Leveraged exchange-traded funds (ETFs), which aim to achieve a certain percentage of yield on their underlying assets, such as stock price indexes, have been growing rapidly since their introduction as more attention has been placed on their merits: the provision to market participants of high-return investment opportunities with low transaction costs. Increases in leveraged ETFs have worked positively in financial markets, in that they supply liquidity to underlying asset markets and offer investors instruments to use diverse investment strategies. However, concerns have been raised steadily in the U.S. and other major countries that leveraged ETFs can heighten volatility in stock and other underlying asset markets. In the case of Korea, leveraged ETFs account for a higher proportion of the overall ETF market than in other major countries, and there has been continued concentration in equity-type products. In addition, although the asset size of the leveraged ETF market is not large compared to that of the underlying asset market, leveraged ETFs are likely to affect markets when circumstances change due to their high transaction turnover rate. Accordingly, this article has conducted an empirical analysis of what impacts leveraged ETFs that track Korean stock indices have had on stock market volatility.

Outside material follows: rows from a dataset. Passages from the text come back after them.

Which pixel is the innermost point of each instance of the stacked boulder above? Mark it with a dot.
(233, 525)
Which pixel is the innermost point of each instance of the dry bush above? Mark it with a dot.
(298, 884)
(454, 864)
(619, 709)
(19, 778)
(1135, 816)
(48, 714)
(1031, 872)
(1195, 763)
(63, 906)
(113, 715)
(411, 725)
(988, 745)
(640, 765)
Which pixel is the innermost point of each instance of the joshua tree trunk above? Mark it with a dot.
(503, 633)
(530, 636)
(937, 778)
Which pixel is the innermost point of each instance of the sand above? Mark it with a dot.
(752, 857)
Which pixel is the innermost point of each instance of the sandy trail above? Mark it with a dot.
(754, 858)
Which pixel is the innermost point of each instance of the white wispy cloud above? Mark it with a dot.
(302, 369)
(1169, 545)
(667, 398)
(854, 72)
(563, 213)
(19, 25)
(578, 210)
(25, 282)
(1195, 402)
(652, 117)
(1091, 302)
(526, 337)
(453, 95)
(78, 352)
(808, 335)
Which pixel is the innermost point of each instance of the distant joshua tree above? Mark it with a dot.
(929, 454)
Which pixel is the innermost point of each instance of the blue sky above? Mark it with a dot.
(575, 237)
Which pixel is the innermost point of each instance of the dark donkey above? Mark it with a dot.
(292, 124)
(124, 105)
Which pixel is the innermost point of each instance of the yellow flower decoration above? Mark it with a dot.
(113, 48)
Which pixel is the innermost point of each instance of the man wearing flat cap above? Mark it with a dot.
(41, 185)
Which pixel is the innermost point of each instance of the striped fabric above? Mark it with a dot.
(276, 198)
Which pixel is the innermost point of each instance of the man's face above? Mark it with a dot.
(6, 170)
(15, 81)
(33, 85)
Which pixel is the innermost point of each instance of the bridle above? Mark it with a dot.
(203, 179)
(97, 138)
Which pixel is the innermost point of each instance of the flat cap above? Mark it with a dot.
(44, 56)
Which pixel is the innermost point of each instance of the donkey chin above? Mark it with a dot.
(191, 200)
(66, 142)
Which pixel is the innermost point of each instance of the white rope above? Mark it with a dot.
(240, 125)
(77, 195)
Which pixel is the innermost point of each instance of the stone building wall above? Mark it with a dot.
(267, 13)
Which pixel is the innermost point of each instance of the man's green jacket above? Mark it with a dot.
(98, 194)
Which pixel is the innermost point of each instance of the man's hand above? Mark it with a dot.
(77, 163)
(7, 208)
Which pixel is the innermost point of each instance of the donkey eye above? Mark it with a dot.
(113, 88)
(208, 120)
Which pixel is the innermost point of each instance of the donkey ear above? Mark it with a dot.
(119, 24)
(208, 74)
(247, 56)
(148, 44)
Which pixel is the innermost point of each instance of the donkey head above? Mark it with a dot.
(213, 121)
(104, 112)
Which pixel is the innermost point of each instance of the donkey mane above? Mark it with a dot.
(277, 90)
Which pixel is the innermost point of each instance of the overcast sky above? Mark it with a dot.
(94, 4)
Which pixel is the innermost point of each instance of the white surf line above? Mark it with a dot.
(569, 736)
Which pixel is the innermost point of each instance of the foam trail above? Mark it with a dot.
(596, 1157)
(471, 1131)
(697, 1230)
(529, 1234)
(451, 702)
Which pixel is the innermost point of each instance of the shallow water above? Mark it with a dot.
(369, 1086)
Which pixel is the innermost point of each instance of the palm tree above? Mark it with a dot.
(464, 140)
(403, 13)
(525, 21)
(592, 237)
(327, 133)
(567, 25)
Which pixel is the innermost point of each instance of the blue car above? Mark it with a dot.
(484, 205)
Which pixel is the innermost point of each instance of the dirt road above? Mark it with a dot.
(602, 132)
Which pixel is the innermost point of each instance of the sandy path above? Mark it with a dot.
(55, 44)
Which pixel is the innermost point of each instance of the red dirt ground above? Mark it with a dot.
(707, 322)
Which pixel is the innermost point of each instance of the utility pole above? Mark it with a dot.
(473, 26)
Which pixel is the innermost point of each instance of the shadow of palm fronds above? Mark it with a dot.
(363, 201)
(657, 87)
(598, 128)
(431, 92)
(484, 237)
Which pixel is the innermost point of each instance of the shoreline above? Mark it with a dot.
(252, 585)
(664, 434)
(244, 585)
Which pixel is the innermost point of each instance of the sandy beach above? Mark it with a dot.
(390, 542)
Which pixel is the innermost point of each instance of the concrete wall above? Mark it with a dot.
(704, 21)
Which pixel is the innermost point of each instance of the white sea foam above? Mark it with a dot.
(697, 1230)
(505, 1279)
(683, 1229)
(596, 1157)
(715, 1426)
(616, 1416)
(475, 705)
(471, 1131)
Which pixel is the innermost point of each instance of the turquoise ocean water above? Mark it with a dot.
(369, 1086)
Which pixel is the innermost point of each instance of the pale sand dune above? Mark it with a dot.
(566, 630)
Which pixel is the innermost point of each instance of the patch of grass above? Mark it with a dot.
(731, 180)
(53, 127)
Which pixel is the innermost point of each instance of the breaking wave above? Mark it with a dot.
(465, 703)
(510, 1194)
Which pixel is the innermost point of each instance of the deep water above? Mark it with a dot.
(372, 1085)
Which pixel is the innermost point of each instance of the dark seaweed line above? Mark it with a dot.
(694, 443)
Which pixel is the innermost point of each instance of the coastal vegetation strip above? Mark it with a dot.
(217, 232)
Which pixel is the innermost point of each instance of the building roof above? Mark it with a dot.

The analysis found that leveraged ETFs have had significant impacts on the volatility of domestic stock indices. Spillover effects have been found: shocks in leveraged ETF markets increased volatility in yields on the KOSPI 200 and KOSDAQ 150 indices. Moreover, with the growing size of the leveraged ETF market, the higher the share of assets held by ETFs in stock markets, the higher the volatility of the stock indices.
As leveraged ETFs are expected to show continued growth going forward based on their advantages, such as ease of making transactions, it is necessary to pay continued attention to their impacts on the volatility of stock and other underlying asset markets. In addition, various policy efforts should be made to encourage the sound development of leveraged ETFs. It is necessary to ease the concentration of leveraged ETFs in specific markets by developing a more diverse range of products. At the same time, continuous efforts need to be made to protect investors by strengthening information disclosures.